Recently a number of different micro architecture attacks on Kernel Address Space Layout Randomization(KASLR) have been published. The idea behind KASLRis that code reuse attacks and read/write primitives are useless if the attacker is unable to tell where what code/data is. Consequently modern operating system randomizes the virtual addresses where code/data is stored. However it turns out the CPU leaks information about the address space layout causing failure in the defense. This blog post shortly summarizes the 4 known micro architecture attacks on KASRL and discusses potential mitigations. Part of the mitigation portion will be speculative. Bias up front: I’m a coauthor of the prefetch attack and quite like it.
What Do I mean by micro architecture KASLR break
When I wrote my first blog post  on breaking KASLR with micro architecture, I got criticized for using the term “micro architecture”. What I mean to convey when I use this term is that there is nothing in the Instruction Set Architecture (ISA) that specifies that the x86 has to work in ways that allows us to attack KASLR. Rather the features that are being used, are part of the implementation of the ISA. This usage of the term seems in line with common usage in the academic literature. There have been attacks on KASLR using page deduplication e.g. Barresi et al.  which some consider a microarchitecture attack. I however, do not and will thus not include these attacks in this discussion.

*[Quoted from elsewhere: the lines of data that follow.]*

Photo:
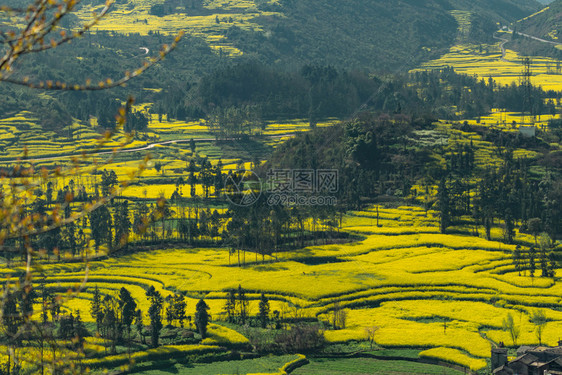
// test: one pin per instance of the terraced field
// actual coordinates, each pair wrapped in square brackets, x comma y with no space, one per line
[486,61]
[444,294]
[208,22]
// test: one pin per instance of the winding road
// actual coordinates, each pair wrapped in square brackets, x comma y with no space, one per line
[147,147]
[504,41]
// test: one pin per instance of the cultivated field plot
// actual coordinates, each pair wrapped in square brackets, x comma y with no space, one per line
[486,61]
[444,294]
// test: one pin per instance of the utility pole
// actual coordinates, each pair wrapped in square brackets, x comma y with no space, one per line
[526,83]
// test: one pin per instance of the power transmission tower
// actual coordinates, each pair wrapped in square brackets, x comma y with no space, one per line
[526,83]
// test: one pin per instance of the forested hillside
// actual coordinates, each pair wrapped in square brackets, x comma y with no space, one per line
[378,35]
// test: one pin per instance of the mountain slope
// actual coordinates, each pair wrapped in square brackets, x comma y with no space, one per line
[380,35]
[545,24]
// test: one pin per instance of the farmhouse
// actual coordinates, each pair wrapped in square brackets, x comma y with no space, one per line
[539,360]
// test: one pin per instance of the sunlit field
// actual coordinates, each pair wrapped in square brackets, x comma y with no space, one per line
[446,294]
[208,22]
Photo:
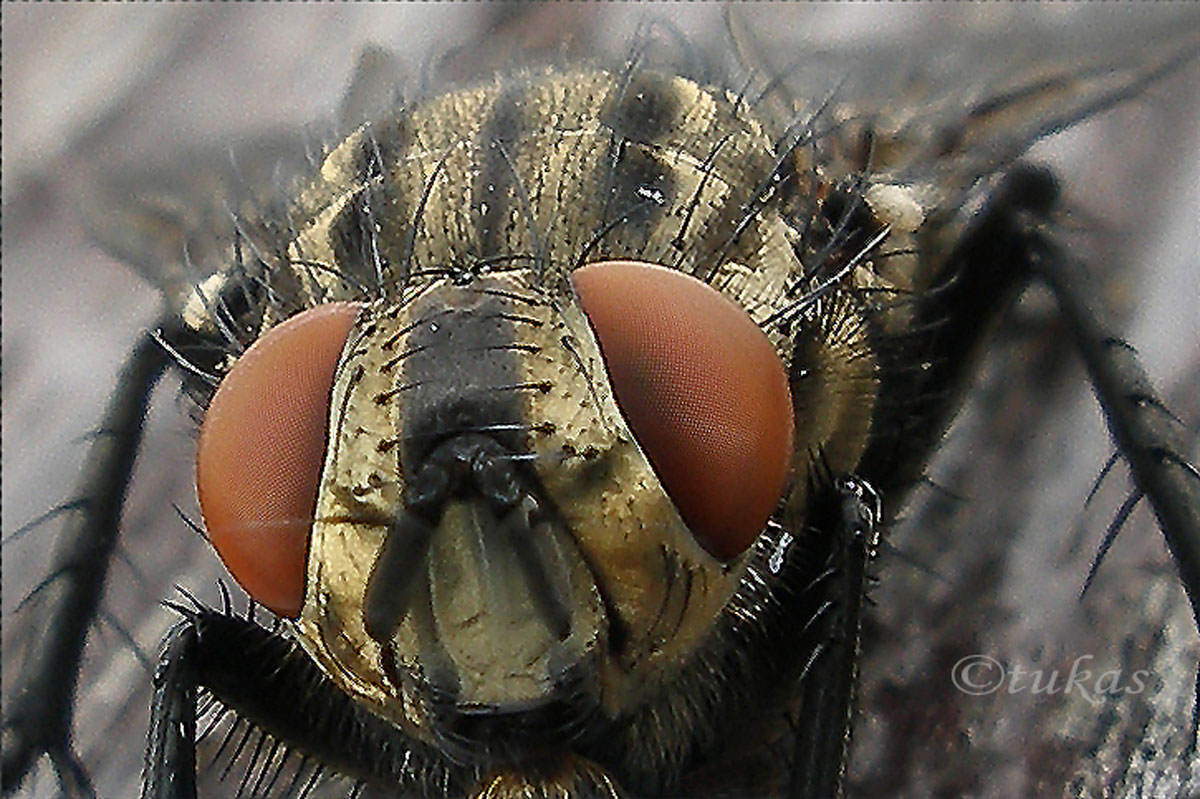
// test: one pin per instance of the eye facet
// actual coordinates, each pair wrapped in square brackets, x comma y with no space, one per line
[703,391]
[262,449]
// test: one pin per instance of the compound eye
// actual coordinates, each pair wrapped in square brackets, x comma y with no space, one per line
[262,449]
[703,391]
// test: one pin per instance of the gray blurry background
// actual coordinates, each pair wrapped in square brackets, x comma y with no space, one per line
[99,88]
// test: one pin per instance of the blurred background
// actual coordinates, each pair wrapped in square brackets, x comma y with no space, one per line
[991,564]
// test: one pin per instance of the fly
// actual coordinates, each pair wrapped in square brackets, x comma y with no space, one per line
[503,556]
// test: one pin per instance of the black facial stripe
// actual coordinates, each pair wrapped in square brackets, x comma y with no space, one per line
[457,372]
[495,181]
[645,110]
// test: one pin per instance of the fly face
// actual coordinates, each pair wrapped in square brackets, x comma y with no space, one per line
[583,606]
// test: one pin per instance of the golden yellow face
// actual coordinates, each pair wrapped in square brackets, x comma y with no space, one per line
[558,434]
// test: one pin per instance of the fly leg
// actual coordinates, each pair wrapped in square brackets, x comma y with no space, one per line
[1146,433]
[832,672]
[40,708]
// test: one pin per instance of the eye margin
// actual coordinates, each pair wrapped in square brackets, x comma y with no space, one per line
[651,320]
[258,505]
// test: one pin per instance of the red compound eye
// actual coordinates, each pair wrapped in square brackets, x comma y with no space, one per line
[262,450]
[703,391]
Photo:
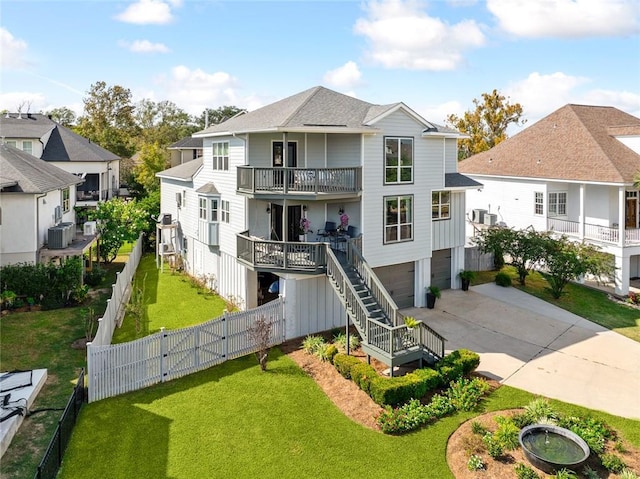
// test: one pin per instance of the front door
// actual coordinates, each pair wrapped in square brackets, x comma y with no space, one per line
[631,214]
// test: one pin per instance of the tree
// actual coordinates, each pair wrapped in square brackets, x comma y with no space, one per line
[118,221]
[487,124]
[567,261]
[108,119]
[216,116]
[63,116]
[523,248]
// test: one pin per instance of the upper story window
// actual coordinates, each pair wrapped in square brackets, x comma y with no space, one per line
[557,204]
[66,200]
[221,155]
[398,160]
[398,218]
[440,205]
[539,203]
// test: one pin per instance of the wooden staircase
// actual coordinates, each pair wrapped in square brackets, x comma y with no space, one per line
[375,315]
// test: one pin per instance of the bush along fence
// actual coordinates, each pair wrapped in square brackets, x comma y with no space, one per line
[120,368]
[50,463]
[119,297]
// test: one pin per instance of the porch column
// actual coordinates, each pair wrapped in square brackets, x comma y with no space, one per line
[622,273]
[582,217]
[622,205]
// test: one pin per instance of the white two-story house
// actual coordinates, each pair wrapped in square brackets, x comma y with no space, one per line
[45,139]
[376,186]
[573,173]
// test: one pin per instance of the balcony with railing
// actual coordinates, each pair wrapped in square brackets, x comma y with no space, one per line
[274,256]
[301,183]
[603,234]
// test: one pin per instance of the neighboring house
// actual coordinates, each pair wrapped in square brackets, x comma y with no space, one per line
[572,172]
[236,214]
[43,138]
[34,197]
[184,150]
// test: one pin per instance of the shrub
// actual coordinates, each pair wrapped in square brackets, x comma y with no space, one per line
[475,463]
[503,279]
[612,463]
[525,472]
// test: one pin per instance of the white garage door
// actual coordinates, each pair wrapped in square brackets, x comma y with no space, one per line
[399,281]
[441,268]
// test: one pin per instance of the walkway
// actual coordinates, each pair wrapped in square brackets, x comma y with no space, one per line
[530,344]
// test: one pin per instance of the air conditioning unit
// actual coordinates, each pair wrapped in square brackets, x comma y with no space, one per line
[490,219]
[478,215]
[90,228]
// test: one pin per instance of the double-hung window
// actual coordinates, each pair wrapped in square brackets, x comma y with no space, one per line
[398,218]
[539,203]
[398,160]
[557,204]
[221,155]
[440,205]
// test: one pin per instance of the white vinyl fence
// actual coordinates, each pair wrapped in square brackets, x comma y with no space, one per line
[119,297]
[120,368]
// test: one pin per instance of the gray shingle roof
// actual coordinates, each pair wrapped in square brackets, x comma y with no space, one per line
[576,142]
[24,173]
[184,172]
[315,109]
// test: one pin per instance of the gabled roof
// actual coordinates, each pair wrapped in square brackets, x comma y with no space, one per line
[24,173]
[574,143]
[317,109]
[184,172]
[186,143]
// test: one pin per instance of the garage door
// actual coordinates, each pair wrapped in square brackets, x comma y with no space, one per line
[399,281]
[441,268]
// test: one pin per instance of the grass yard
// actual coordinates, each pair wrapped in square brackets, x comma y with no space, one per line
[587,302]
[235,421]
[170,299]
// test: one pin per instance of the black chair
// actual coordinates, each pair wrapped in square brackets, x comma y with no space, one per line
[330,229]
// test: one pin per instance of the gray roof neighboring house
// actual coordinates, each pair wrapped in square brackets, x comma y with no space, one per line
[184,172]
[24,173]
[574,143]
[316,109]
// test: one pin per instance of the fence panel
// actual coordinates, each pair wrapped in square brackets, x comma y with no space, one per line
[119,368]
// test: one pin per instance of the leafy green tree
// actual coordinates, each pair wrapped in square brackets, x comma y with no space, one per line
[486,124]
[216,116]
[567,261]
[63,116]
[108,119]
[118,221]
[522,249]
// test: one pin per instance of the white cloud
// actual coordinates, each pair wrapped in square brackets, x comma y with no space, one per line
[567,18]
[144,46]
[344,77]
[13,50]
[145,12]
[402,35]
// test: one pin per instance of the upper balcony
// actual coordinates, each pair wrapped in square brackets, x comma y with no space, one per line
[300,183]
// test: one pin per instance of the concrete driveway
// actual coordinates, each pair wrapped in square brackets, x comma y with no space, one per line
[529,344]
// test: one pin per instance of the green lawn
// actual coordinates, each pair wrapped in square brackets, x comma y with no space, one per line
[587,302]
[235,421]
[171,300]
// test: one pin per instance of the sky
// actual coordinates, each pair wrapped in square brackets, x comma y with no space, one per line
[434,56]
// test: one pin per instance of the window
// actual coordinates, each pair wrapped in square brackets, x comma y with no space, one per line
[224,213]
[440,205]
[398,160]
[557,204]
[398,220]
[66,203]
[27,146]
[221,155]
[539,203]
[202,208]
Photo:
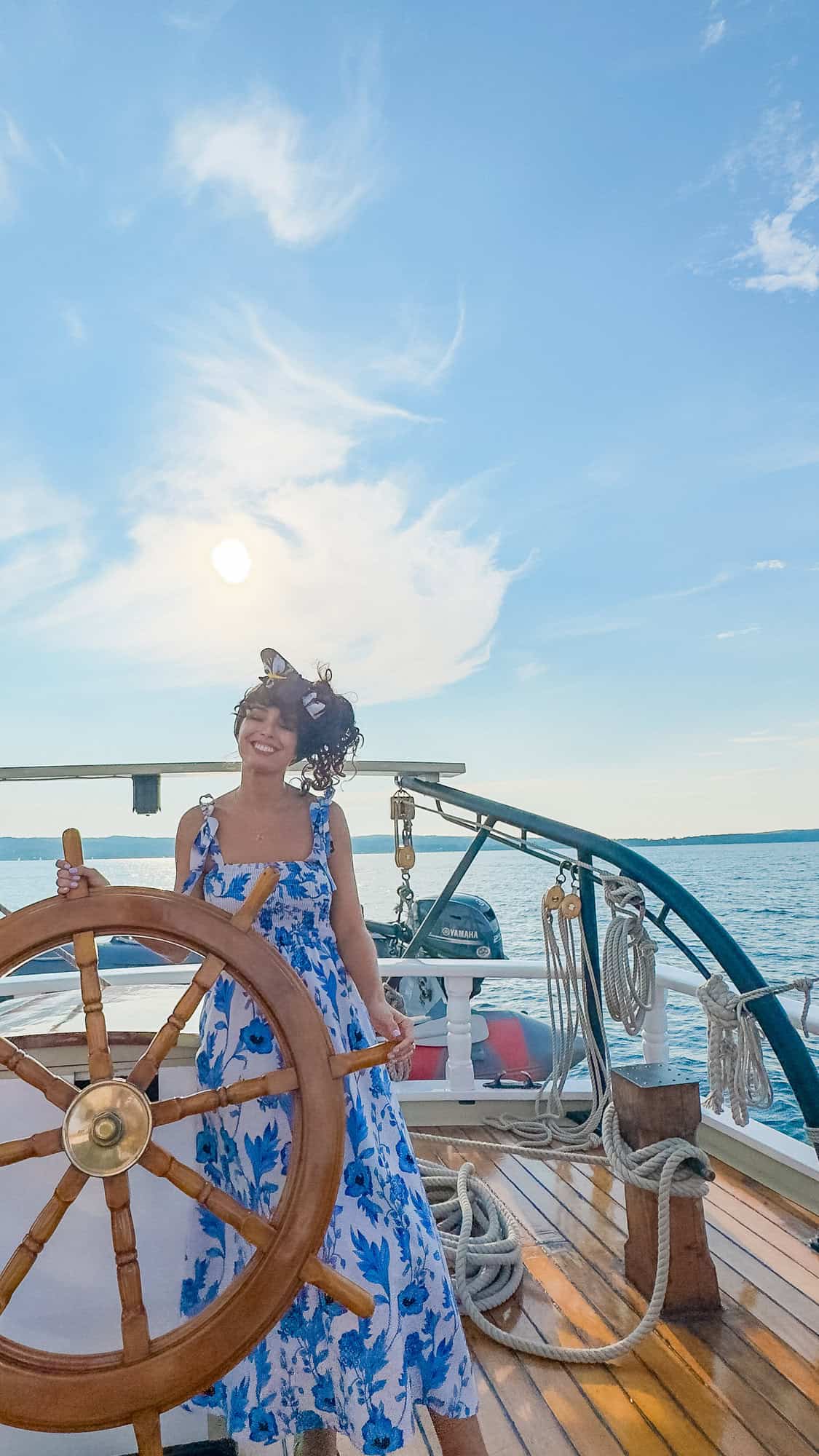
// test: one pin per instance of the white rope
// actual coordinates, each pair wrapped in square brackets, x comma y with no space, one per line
[736,1068]
[627,960]
[569,979]
[488,1266]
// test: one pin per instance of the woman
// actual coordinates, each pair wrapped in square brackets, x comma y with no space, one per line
[321,1371]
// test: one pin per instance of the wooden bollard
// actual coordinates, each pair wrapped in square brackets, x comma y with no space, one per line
[656,1101]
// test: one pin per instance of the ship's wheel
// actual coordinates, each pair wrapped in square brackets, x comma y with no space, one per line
[110,1126]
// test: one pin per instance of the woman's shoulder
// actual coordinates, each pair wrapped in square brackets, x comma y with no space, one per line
[193,819]
[337,820]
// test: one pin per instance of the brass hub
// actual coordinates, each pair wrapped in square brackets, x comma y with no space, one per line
[107,1128]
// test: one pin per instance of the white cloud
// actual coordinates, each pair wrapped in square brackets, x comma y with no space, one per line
[14,152]
[203,15]
[260,155]
[786,260]
[781,257]
[740,774]
[346,569]
[423,360]
[762,737]
[713,34]
[75,324]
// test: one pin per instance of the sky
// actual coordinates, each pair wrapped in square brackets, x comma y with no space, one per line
[477,340]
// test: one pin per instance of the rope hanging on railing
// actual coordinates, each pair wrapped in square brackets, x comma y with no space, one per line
[569,982]
[488,1265]
[627,962]
[736,1067]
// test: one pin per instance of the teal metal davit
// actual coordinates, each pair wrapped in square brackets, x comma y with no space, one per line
[493,820]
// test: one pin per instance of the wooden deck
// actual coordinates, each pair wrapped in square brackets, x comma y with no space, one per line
[743,1382]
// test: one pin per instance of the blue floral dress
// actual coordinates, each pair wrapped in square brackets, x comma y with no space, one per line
[321,1366]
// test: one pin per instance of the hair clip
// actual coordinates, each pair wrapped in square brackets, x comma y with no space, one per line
[277,669]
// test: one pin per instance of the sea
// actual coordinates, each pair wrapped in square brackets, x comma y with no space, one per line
[765,895]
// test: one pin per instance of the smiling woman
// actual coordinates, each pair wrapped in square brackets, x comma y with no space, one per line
[321,1369]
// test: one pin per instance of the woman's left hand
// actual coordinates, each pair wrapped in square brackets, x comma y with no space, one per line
[394,1027]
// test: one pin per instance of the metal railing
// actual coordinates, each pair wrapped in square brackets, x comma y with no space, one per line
[786,1043]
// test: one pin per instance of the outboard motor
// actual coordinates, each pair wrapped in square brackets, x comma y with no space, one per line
[467,930]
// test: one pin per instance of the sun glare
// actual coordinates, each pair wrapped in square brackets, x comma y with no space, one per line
[232,561]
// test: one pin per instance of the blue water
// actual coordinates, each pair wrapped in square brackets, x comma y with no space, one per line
[765,896]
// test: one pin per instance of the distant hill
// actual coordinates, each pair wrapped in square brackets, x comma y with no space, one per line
[775,836]
[135,847]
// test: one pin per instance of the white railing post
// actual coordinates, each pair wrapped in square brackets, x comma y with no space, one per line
[656,1029]
[459,1071]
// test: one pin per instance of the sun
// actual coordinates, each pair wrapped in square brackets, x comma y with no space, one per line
[232,561]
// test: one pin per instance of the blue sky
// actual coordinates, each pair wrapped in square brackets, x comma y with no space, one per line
[488,331]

History of micro architecture KASLR breaks
Using page faults
Hund, Willems & Holz  was the first to publish an attack on KASLR. They use a combination of a classical prime+probe cache attack and a novel attack on the paging caches the time it takes for a fault to be thrown on unprivileged access to a page on x86-64 differs significantly depending on weather the translation is cached in the paging caches. An attacker can measure this difference. Further even an unprivileged access to a page causes the translation caches to be loaded and consequently you can use a timing difference attack to tell if memory is mapped on a certain location. They called this the “double page fault” attack.
I wrote a blog post in January  that become my starting for the paper by Gruss et al . The Hund, Willems & Holz  attack suffers from the drawback that the timing is measure across the page fault handler which adds significant noise. This makes the attack itself slow and due to noise the attack needs to be repeated a significant amount of times to become reliable. What I and my coauthors noted was that the prefetch instructions do not cause page faults – they terminate silently. They do however have the same timing properties, as they do the same look ups. Consequently replacing page faults with the prefetch instruction provides a faster and more reliable KASLRbreak.
Wojtczuk wrote in a blog post  that intel TSX technology might make Hund, Willems & Holz’s  attack significantly more practical. Jang et al.[ 2] took this up and showed Wojtczuk  was right. TSX works by being able to roll back a set of memory accesses, if they cannot be completed immediately due to conflicting access in the relevant portions of the memory sub system – much like transactional access to databases. However, access to a page that would normally trigger a page fault inside a transaction now just causes a rollback. Consequently, a significant speed up and reliability gain can be had by wrapping your “probe” in a TSX section.
Using Branch Target Buffer
The fourth and fairly different attack came using the Branch Target Buffer, BTB. Evtyushkin, Ponomarev & Abu-Ghazaleh  found out that intel caches branch targets in order to better branch prediction in BTB. Correctly predicting branches is important to performance because a failure to predict correctly will under utilize the entire instruction pipeline. Intel however is cheap with the bits and uses only the lower 31 bits to store a branch target in the cache. Since KASLRis typically build on entropy in the lower 31 bits and these bits are shared between kernel and user mode, an attacker can cause conflicts. These conflicts will cause measurable timing differences.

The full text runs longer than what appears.